Tutorials

Technology-Assisted Review for High Recall Retrieval 

Eugene Yang (Human Language Technology Center of Excellence, Johns Hopkins University, USA)
Jeremy Pickens (OpenText, USA)
David D. Lewis (Redgrave Data, USA)

Length: Half day (morning)

Human-in-the-loop (HITL) IR workflows are being applied to an increasing range of tasks in the law, medicine, social media, and other areas. These tasks differ from ad hoc retrieval in their focus on high recall, and differ from text categorization in their need for extensive human judgment. These tasks also differ from both in their industrial scale and, often, their use of teams of multiple reviewers. In the research literature, these tasks have been variously referred to as review, moderation, annotation, or high recall retrieval (HRR) tasks. Technologies applied to these tasks have also been referred to by many names, but technology-assisted review (TAR) has emerged as a consensus term, so these tasks are also referred to as TAR tasks. The growth in the deployment of TAR systems, combined with the many open research problems in this area, suggest this is an appropriate time for a TAR tutorial at a major IR conference. Such a tutorial would also serve as background for attendees of the TAR workshop that has been approved for ECIR 2022. Aims and Learning Objectives: This tutorial will introduce students to the key application areas, technologies, and evaluation methods in technology assisted review. After taking the tutorial, attendees will be able to recognize real-world applications appropriate for TAR technology, apply well-known information retrieval and machine learning approaches to TAR problems,  design basic TAR workflows, identify levers for cost minimization in real-world TAR tasks, apply standard TAR evaluation measures, find publications on TAR technology, evaluation methods, HCI issues, ethical implications, and open problems in a range of literatures.

Website: https://tar-tutorial.github.io/

From Fundamentals to Recent Advances: A Tutorial on Keyphrasification

Rui Meng (Salesforce Research, USA)
Debanjan Mahata (Moody’s Analytics, USA)
Florian Boudin (LS2N, Universit´e de Nantes, France)

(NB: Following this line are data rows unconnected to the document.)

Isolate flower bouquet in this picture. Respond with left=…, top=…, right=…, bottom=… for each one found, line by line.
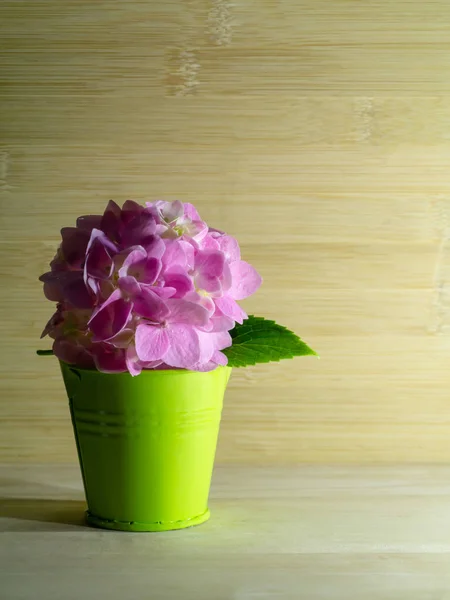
left=38, top=200, right=315, bottom=531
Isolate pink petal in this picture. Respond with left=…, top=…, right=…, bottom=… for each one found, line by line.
left=142, top=235, right=166, bottom=259
left=89, top=298, right=132, bottom=342
left=133, top=287, right=170, bottom=322
left=135, top=324, right=170, bottom=361
left=184, top=202, right=201, bottom=221
left=214, top=296, right=247, bottom=324
left=125, top=344, right=142, bottom=377
left=197, top=331, right=215, bottom=363
left=92, top=344, right=127, bottom=373
left=216, top=235, right=241, bottom=262
left=209, top=331, right=233, bottom=350
left=211, top=315, right=234, bottom=332
left=220, top=262, right=233, bottom=293
left=183, top=291, right=216, bottom=318
left=166, top=298, right=209, bottom=327
left=189, top=360, right=217, bottom=373
left=156, top=200, right=184, bottom=223
left=162, top=239, right=188, bottom=269
left=212, top=350, right=228, bottom=367
left=195, top=273, right=222, bottom=296
left=195, top=250, right=225, bottom=277
left=152, top=285, right=177, bottom=300
left=139, top=256, right=162, bottom=285
left=178, top=240, right=195, bottom=269
left=117, top=275, right=141, bottom=299
left=164, top=266, right=194, bottom=298
left=163, top=323, right=200, bottom=369
left=108, top=329, right=134, bottom=348
left=120, top=200, right=144, bottom=225
left=187, top=221, right=208, bottom=243
left=200, top=233, right=221, bottom=252
left=228, top=260, right=262, bottom=300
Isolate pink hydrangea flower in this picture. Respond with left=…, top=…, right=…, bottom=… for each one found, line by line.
left=40, top=200, right=261, bottom=375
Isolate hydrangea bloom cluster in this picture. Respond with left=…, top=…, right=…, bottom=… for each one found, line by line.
left=40, top=200, right=261, bottom=375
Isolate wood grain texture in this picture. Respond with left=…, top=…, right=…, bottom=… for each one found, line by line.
left=0, top=0, right=450, bottom=464
left=0, top=465, right=450, bottom=600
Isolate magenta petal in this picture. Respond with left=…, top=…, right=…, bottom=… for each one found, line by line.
left=39, top=271, right=94, bottom=308
left=133, top=287, right=170, bottom=322
left=164, top=323, right=200, bottom=369
left=216, top=235, right=241, bottom=262
left=92, top=344, right=127, bottom=373
left=89, top=298, right=132, bottom=342
left=41, top=305, right=64, bottom=339
left=77, top=215, right=102, bottom=232
left=61, top=227, right=90, bottom=269
left=135, top=324, right=169, bottom=361
left=84, top=239, right=113, bottom=279
left=228, top=260, right=262, bottom=300
left=100, top=200, right=122, bottom=241
left=115, top=246, right=147, bottom=277
left=121, top=211, right=156, bottom=246
left=166, top=298, right=209, bottom=327
left=164, top=267, right=194, bottom=298
left=53, top=339, right=94, bottom=369
left=214, top=296, right=247, bottom=324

Length: Half day (morning, ONLINE ONLY)

Keyphrases represent the most important information of text as a list of phrases, which often serves as a surrogate for efficiently summarizing text documents. With the advancement of deep neural networks, recent years have witnessed rapid development in automatic identification of keyphrases. The performance of keyphrase extraction methods has been greatly improved by the progresses made in natural language understanding, and natural language generation techniques enabling models to predict relevant phrases not mentioned in the text. We name the task of summarizing texts with phrases keyphrasification. In this half-day tutorial, we provide a comprehensive overview of keyphrasification as well as hands-on practice with popular models and tools. This tutorial covers important topics ranging from basics of the task to the advanced topics and applications. By the end of the tutorial, participants will have better understanding of 1) classical and state-of-the-art keyphrasification methods, 2) current evaluation practices and their issues, and 3) current trends and future directions in keyphrasification research.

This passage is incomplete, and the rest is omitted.